Désillusions et interrogations
Le 4 janvier 1983, les radios et télévisions du pays du Cèdre annoncent l’apparition imminente de la muse d’Andy Warhol au-dessus d’une base militaire de Beyrouth après une dernière entrevue avec Begin dans ses bureaux privés. Attendue donc au Liban pour une audience avec Amine Gemayel, élu président de la République quatre mois plus tôt, les correspondants se ruent devant une bâtisse endommagée accueillant à peine quelques hélicoptères. Informée et indifférente par la mention de son nom sur la liste noire du bureau panarabe de boycottage d’Israël, Taylor prend aussi rendez-vous avec Solange Gemayel, veuve de Bachir, et l’Institut des handicapés de Beit Chebab.

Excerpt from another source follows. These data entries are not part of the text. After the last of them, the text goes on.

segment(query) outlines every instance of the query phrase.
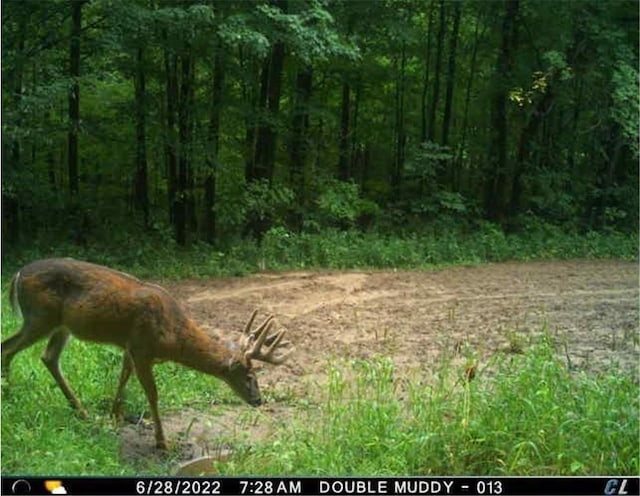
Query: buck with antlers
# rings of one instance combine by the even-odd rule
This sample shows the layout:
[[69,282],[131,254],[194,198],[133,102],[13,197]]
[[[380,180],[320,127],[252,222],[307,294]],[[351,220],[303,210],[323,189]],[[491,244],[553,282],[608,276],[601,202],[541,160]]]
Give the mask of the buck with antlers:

« Évidemment que ça a suscité l’engouement jusqu’au palais présidentiel. C’était, malgré le conflit, la faste époque où les dirigeants adoraient recevoir des stars. Liz Taylor qui rencontre Amine Gemayel, c’est le parfait synonyme des années 1980 », souligne un ex-responsable de Baabda, désireux de conserver son anonymat. Sauf que deux heures avant son vol pour la capitale libanaise, l’armée israélienne l’informe que sa « sécurité ne peut pas être garantie » et « qu’il vaut mieux tout abandonner » en vue d’une possible recrudescence des attentats à Beyrouth. Diverses sources révèlent également que des pressions auraient été exercées par des parlementaires influents sur l’ambassade des États-Unis pour annuler le voyage et éviter toute exacerbation inutile des tensions dans le contexte des négociations se tenant entre Khaldé et Kiryat Shmona pour définir les nouveaux rapports entre le Liban et Israël.
« Déçue » par ce revirement de situation, la comédienne invite dans son hôtel le major dissident Saad Haddad, fondateur de l’armée du Liban-Sud (ALS), qui lui expose la situation régionale inquiétante. Un porte-parole de ce dernier divulgue ensuite la « profonde émotion » de la Britanno-Américaine face à son discours. « Elle a promis de revenir pour poursuivre sa mission de paix », clôt-il. Elizabeth Taylor, décédée en 2011, ne reposera plus jamais la pointe de ses stilettos au Moyen-Orient.